Ensuite, on doit souligner que le caractère encore très largement informel des économies africaines se traduit par une pratique fragile d’informations confiées de bouche à oreille, dans un environnement d’affaires toujours très évolutif, par des intermédiaires douteux, généralement peu fiables, le plus souvent sur le mode de la rumeur (« je connais… on dit que… »), par exemple sur des « champions cachés » ou des réseaux et partenaires à fort potentiel.
L’analyse objective des marchés africains est, de ce fait, une véritable gageure, au-delà même de la participation possible aux missions économiques et aux salons qui doivent aider l’entrepreneur européen qui veut un conseil avisé et /ou des compétences adaptées par rapport à son projet d’export.
Voilà sans doute le plus grand danger de l’Afrique, qui est indéniablement une zone à fort potentiel économique, mais dont les contours et paramètres restent souvent très incertains, d’autant qu’il n’y a généralement pas d’évaluation des exigences devant être prises en compte, ni d’analyse d’impact ou des expertises… C’est pourquoi, comme cela a déjà été souligné, il faut veiller à avoir autant que possible recours au réseau des Conseillers du commerce extérieur de la France (CCEF), dont la connaissance intime du contexte et du terrain peut aider, à défaut de pouvoir effectivement disposer de chiffres fiables.
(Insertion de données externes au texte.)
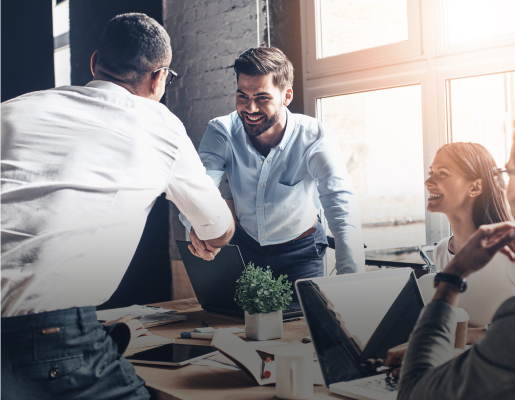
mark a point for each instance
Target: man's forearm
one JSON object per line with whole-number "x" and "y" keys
{"x": 344, "y": 221}
{"x": 430, "y": 345}
{"x": 224, "y": 239}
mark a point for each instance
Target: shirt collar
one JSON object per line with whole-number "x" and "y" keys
{"x": 106, "y": 85}
{"x": 290, "y": 125}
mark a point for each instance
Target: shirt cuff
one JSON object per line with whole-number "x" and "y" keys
{"x": 185, "y": 221}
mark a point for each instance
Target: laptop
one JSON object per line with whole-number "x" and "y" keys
{"x": 356, "y": 317}
{"x": 214, "y": 282}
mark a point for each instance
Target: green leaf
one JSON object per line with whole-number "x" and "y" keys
{"x": 258, "y": 291}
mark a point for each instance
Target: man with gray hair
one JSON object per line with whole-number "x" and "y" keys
{"x": 80, "y": 168}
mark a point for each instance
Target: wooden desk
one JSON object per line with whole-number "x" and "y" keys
{"x": 198, "y": 382}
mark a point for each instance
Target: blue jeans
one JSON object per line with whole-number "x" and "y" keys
{"x": 299, "y": 259}
{"x": 66, "y": 354}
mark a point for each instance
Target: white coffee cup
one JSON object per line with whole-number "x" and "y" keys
{"x": 294, "y": 373}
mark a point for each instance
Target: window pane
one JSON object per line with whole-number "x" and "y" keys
{"x": 475, "y": 19}
{"x": 351, "y": 25}
{"x": 482, "y": 111}
{"x": 380, "y": 133}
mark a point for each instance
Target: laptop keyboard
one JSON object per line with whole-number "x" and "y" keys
{"x": 382, "y": 385}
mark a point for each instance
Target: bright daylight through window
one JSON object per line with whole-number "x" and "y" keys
{"x": 352, "y": 25}
{"x": 396, "y": 80}
{"x": 380, "y": 133}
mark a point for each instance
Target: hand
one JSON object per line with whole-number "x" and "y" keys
{"x": 481, "y": 247}
{"x": 394, "y": 357}
{"x": 474, "y": 334}
{"x": 136, "y": 327}
{"x": 201, "y": 248}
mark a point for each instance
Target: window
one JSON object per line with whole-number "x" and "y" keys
{"x": 353, "y": 25}
{"x": 476, "y": 19}
{"x": 482, "y": 111}
{"x": 61, "y": 22}
{"x": 398, "y": 84}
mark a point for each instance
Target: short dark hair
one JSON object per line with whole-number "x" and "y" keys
{"x": 263, "y": 61}
{"x": 476, "y": 162}
{"x": 133, "y": 45}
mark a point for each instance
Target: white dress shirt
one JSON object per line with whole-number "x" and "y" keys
{"x": 80, "y": 168}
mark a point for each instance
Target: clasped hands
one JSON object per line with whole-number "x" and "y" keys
{"x": 202, "y": 248}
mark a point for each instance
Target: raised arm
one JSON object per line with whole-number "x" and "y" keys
{"x": 484, "y": 370}
{"x": 340, "y": 204}
{"x": 198, "y": 198}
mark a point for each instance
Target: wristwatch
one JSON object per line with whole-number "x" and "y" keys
{"x": 452, "y": 279}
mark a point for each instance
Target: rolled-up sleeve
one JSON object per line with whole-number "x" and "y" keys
{"x": 196, "y": 195}
{"x": 340, "y": 204}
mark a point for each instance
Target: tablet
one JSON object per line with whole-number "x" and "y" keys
{"x": 172, "y": 354}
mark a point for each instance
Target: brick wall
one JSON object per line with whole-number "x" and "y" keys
{"x": 207, "y": 36}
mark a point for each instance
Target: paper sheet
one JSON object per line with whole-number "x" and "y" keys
{"x": 135, "y": 310}
{"x": 244, "y": 356}
{"x": 149, "y": 341}
{"x": 214, "y": 363}
{"x": 209, "y": 329}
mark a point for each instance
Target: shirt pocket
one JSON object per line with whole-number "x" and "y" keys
{"x": 289, "y": 197}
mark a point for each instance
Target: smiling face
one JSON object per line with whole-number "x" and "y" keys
{"x": 260, "y": 104}
{"x": 450, "y": 191}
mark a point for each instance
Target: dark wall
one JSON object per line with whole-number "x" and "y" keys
{"x": 285, "y": 33}
{"x": 26, "y": 46}
{"x": 88, "y": 19}
{"x": 148, "y": 278}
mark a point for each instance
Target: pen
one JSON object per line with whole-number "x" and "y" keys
{"x": 385, "y": 369}
{"x": 292, "y": 319}
{"x": 193, "y": 335}
{"x": 267, "y": 368}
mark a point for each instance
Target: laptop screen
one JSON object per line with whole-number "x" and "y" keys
{"x": 355, "y": 317}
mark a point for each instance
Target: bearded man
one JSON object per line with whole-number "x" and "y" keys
{"x": 282, "y": 167}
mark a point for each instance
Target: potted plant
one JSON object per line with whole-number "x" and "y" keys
{"x": 263, "y": 298}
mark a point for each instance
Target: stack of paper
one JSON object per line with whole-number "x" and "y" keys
{"x": 149, "y": 316}
{"x": 149, "y": 341}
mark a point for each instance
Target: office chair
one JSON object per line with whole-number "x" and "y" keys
{"x": 420, "y": 269}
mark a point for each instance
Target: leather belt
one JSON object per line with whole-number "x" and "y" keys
{"x": 302, "y": 235}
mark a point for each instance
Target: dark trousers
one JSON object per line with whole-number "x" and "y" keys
{"x": 299, "y": 259}
{"x": 66, "y": 354}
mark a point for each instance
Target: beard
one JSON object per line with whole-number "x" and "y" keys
{"x": 258, "y": 129}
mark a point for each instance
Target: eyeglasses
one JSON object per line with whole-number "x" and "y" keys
{"x": 502, "y": 176}
{"x": 170, "y": 77}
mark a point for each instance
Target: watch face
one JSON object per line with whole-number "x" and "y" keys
{"x": 452, "y": 279}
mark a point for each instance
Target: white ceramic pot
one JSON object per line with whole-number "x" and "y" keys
{"x": 260, "y": 326}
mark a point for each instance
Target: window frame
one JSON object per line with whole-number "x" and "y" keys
{"x": 432, "y": 68}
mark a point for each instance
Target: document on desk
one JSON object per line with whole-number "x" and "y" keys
{"x": 135, "y": 310}
{"x": 148, "y": 341}
{"x": 148, "y": 316}
{"x": 243, "y": 355}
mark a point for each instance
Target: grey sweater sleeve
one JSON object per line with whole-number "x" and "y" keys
{"x": 487, "y": 370}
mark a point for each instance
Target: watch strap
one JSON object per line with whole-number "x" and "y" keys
{"x": 461, "y": 283}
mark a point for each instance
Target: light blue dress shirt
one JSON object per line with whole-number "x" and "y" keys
{"x": 278, "y": 197}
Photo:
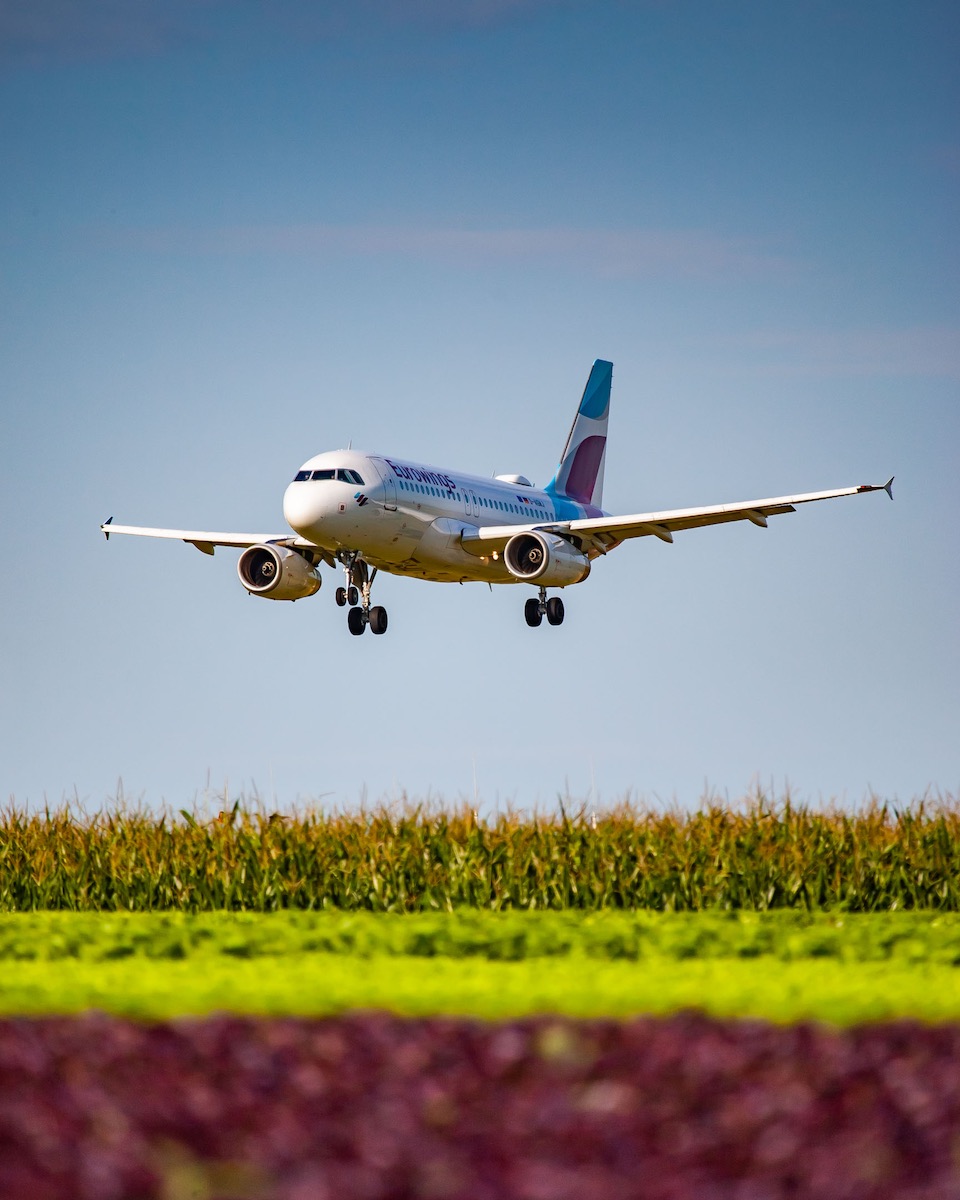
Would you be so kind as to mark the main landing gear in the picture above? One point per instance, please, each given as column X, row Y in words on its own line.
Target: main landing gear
column 359, row 582
column 534, row 610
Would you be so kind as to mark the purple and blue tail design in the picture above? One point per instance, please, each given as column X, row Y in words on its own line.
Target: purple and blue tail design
column 580, row 475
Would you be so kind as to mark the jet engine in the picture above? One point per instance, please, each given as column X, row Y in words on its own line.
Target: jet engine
column 545, row 558
column 276, row 573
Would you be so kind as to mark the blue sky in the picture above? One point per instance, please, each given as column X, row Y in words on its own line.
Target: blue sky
column 233, row 235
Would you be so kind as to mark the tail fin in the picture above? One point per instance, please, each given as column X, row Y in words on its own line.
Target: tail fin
column 580, row 474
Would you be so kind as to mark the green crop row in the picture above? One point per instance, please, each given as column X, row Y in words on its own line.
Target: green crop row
column 779, row 966
column 903, row 937
column 760, row 857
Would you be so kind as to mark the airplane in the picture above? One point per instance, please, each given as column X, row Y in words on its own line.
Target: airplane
column 371, row 513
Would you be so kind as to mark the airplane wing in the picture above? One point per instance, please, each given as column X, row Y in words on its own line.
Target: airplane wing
column 597, row 535
column 207, row 541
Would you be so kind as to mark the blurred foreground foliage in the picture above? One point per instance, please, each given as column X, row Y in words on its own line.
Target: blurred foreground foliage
column 760, row 856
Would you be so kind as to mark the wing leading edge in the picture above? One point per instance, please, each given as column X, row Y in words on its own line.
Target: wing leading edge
column 207, row 541
column 598, row 535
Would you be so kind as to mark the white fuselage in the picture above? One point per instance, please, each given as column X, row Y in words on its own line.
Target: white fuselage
column 411, row 519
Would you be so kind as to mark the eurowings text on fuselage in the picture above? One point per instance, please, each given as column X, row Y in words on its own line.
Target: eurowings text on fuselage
column 375, row 513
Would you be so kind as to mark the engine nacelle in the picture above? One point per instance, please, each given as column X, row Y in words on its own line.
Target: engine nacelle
column 276, row 573
column 546, row 559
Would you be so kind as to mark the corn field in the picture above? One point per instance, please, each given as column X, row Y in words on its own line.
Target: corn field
column 761, row 856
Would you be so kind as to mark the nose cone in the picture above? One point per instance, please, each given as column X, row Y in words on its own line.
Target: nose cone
column 303, row 509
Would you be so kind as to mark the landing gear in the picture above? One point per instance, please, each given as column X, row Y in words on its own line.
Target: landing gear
column 535, row 610
column 357, row 595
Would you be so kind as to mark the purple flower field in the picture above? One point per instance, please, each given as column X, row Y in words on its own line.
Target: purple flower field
column 372, row 1105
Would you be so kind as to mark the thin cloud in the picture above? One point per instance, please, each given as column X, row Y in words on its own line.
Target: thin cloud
column 37, row 33
column 628, row 253
column 917, row 351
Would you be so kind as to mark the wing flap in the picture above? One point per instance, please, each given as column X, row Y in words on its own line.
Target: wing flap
column 207, row 541
column 601, row 534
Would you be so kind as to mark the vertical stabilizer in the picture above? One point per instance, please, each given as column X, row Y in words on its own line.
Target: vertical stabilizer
column 580, row 475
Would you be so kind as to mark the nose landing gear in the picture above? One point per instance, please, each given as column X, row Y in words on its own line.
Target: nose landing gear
column 535, row 610
column 359, row 583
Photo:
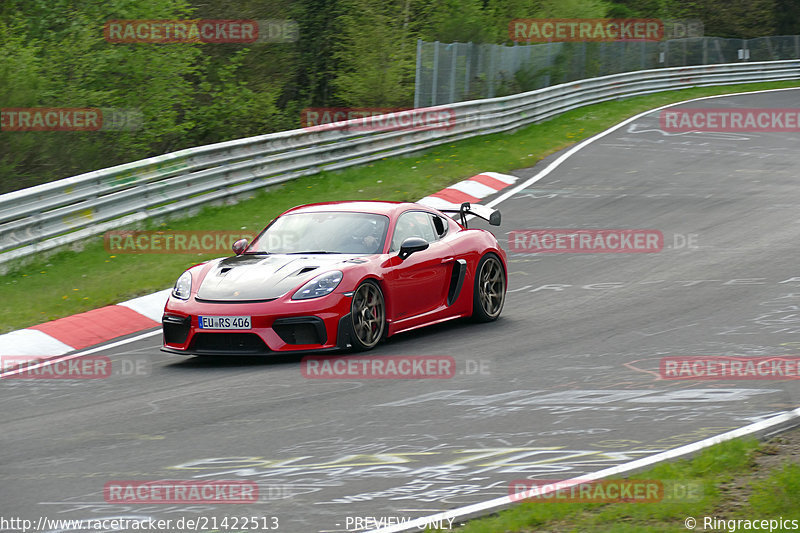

Pour pallier cette absence de visibilité des économies africaines, il faudrait organiser leur information économique moyennant la constitution d’observatoires ayant plus particulièrement pour objet de rassembler et traiter les informations sur les entreprises (fichiers récupérés auprès des greffes de tribunaux de commerce ou d’autres sources publiques ou privées, comme celles des chambres de commerce et d’industrie…)
Au-delà, on peut sans doute imaginer un système d’information augmentée digne de ce nom, c’est-à-dire reposant sur :
> La constitution méthodique, dans chaque pays considéré, d’un fichier d’entreprises à la fois fiable et régulièrement mis à jour (à partir de l’optimisation des différents listings d’entreprises qui existent, comme ceux des greffes des tribunaux de commerce et des CCI), permettant une connaissance complète et opérationnelle du tissu économique local. À partir de cela, on pourra éventuellement envisager un annuaire d’entreprises en ligne, fondé sur des ressources techniques locales et pouvant constituer un moteur de recherche souverain pour chaque pays qui choisira alors de réduire sa dépendance numérique par rapport aux GAFAM, à la Chine ou à l’Inde.
> Avec, si possible, la réalisation, dans chacun de ces pays, d’une cartographie économique fondée sur ce fichier d’entreprises complet et permettant une localisation géographique à l’adresse des entreprises répertoriées, avec visualisation en mode Google Maps, via un outil logiciel, à la fois simple et robuste. Bien entendu, on n’oubliera pas que cela reste encore très difficile à envisager, compte tenu de la complexité de l’adressage en Afrique.
Enfin, pourquoi pas ne pas rêver d’avoir recours à l’intelligence mathématique pour élaborer des modèles économiques constitués à partir de jumeaux numériques ? Pourquoi ne pas rêver un peu, en effet… car l’Afrique le vaut bien.